Mali güce göre vergileme ilkesinin işletilebilmesi için Kanunun 103. maddesinde yer alan artan oranlı tarifenin doğru uygulanabilmesi, bu bağlamda mükelleflerin beyanname vermesi ve gelir unsurlarını bu beyanname üzerinde toplaması önem arz etmektedir. Ancak bu durum, aynı takvim yılı içinde iş değiştirerek veya grup şirketleri arasında transfer edilerek ya da yarı zamanlı birden çok işyerinde çalışarak birden fazla işverenden ücret elde eden hizmet erbapları açısından hassas bir konudur. Zira konuyla ilgili olarak yayımlanan 160 Seri No.lu GVK Genel Tebliğinde, “Buna göre, bir hizmet erbabının birden fazla işverenden ücret alması halinde, her bir işverenin ödediği ücretler, ayrı ayrı vergilendirilmektedir. Dolayısıyla vergi tarifesi, her bir işverenin ödediği ücrete, diğer işveren veya işverenlerin ödediği ücretle ilgilendirilmeksizin ayrı ayrı uygulanmaktadır. Ancak, söz konusu ücretlerin gayrisafi tutarları toplamının, Gelir Vergisi Kanununun 86. maddesinde belirtilen haddi aşması halinde, bu ücretlerin yıllık beyanname ile beyan edilmesi gerekmektedir” şeklinde açıklamalar yer almaktadır.

Tebliğdeki açıklamalar geçerliliğini sürdürmekle birlikte, değişiklik öncesinde bir hizmet erbabının birden fazla işverenden ücret alması halinde, her bir işverenin ödediği ücretler, ayrı ayrı vergilendirilmekte ve artan oranlı vergi tarifesinin uygulanabilmesi için birden çok işverenden ücret alması ve birinci dışındaki ücretler toplamının Kanunun 103. maddesinde yazılı tarifenin ikinci gelir diliminde yer alan tutarı aşması gerekmekteydi. Değişiklik sonrasında ise, mükellefler tek işverenden dahi belli bir tutarın üzerinde ücret almaları veya birden çok işverenden ücret alındığı durumlarda ilk işverenden alınan ücretin de hesaplamaya dahil edilmesi sebebiyle diğer gelirleri açısından da artan oranlı vergi tarifesinin uygulanabilmesi mümkün olmaktadır. Örneğin, 2020 takvim yılı içerisinde 500.000,00-TL’yi aşan ücret geliri elde eden bir hizmet erbabının aynı takvim yılında elde edeceği diğer gelir unsurlarının tamamı Kanunun 103. maddesinde yazılı en üst tarifeye göre vergilendirilecektir. Bu durumun mükellefler üzerinde ilave bir yük yaratacağı şüphesizdir.

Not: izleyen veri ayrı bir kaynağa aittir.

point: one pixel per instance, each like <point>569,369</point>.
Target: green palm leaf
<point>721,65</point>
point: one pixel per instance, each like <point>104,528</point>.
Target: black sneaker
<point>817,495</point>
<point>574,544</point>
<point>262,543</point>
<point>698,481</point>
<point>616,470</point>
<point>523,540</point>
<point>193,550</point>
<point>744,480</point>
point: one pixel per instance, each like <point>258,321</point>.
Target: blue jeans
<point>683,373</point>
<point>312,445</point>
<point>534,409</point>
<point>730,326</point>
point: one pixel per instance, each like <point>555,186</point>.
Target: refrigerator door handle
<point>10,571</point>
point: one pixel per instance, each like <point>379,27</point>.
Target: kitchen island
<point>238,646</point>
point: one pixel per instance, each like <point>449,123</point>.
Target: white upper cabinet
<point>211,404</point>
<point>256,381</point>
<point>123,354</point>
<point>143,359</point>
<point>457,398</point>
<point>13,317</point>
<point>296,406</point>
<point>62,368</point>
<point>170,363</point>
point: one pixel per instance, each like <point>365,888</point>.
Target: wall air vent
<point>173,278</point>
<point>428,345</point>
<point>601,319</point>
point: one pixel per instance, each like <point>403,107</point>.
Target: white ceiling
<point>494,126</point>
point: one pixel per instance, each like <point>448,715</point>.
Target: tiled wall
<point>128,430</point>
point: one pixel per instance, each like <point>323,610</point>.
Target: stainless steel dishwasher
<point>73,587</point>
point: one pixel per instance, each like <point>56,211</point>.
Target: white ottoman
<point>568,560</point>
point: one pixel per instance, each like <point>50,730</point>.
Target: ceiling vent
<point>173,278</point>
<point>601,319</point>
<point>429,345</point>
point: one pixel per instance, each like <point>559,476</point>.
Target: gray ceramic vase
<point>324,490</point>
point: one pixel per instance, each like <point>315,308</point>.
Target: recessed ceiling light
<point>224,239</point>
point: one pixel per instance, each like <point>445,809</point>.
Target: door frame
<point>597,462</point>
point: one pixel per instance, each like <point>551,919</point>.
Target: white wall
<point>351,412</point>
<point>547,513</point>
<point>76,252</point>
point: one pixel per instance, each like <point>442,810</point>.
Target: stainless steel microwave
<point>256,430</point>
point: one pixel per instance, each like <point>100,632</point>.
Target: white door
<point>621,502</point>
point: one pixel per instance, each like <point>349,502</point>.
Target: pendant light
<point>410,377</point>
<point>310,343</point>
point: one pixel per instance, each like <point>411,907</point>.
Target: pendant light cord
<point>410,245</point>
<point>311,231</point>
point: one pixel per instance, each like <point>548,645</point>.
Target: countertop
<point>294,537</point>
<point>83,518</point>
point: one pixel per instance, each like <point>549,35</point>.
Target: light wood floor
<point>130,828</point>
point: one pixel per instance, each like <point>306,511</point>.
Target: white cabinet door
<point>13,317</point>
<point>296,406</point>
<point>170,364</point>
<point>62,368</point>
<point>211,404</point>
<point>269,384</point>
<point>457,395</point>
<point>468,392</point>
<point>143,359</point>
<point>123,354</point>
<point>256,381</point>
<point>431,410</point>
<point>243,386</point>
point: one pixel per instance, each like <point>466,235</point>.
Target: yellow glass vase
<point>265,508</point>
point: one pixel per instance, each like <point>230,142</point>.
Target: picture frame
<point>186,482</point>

Ancak vergileme usulünün tevkif suretiyle vergileme yerine beyan usulüne dönüşmesi her zaman mükellefleri olumsuz etkilememektedir. Kanunun ‘Diğer İndirimler’ başlıklı 89’uncu maddesinde mükelleflerin gelir vergisi beyannamelerinde bildirecekleri gelirlerden yapılabilecekleri indirimler sıralanmıştır. Yapılabilecek indirimlerin tamamını burada sayma gereği görmemekle birlikte, hizmet erbapları açısından kendisi, eşi ve küçük çocuklarına ilişkin olarak yapılan eğitim ve sağlık harcamaları ile makbuz karşılığında yapılan bağış ve yardımlar en çok karşılaşılabilecek indirim imkânları olarak öne çıkmaktadır.

Bu durum, bir örnek yardımıyla 7194 sayılı Kanun öncesi ve sonrası şeklinde karşılaştırarak aşağıda incelenmiştir. Örneğimizde, GVK md. 89 kapsamında harcamaları bulunan bir hizmet erbabının 7194 sayılı Kanun öncesi ve sonrası vergilendirilmesindeki usul karılaştırmalı olarak gösterilmiş ve ardından 2020 takvim yılı için gelir vergisi beyannamesi düzenlenmiştir.

Yukarıdaki tablodan görüleceği üzere; örneğimizdeki hizmet erbabının, 2020 takvim yılı içerisinde elde ettiği ücret gelirinden yapılan 199.460,00-TL’lik tevkifat 7194 sayılı Kanun öncesinde nihai vergi olarak kalmakta ve yıl içerisinde yapılmış olan Kanunun 89’uncu maddesinde sayılan yukarıdaki tür harcamalarını elde edilen ücret gelirinden düşme imkanı bulunmamaktaydı. Ancak, 7194 sayılı Kanun sonrasında ücret geliri elde ettikleri aynı takvim yılı içerisinde Kanunun 89’uncu maddesinde sayılan yukarıdaki tür harcamaları bulunan hizmet erbapları bu tutarları beyanname üzerinde beyan edecekleri gelirlerinden düşerek gelir vergisi matrahını tespit edebileceklerdir. Bu bağlamda, örnekte yer alan hizmet erbabının gelir vergisi beyannamesi de aşağıdaki şekilde düzenlenecektir.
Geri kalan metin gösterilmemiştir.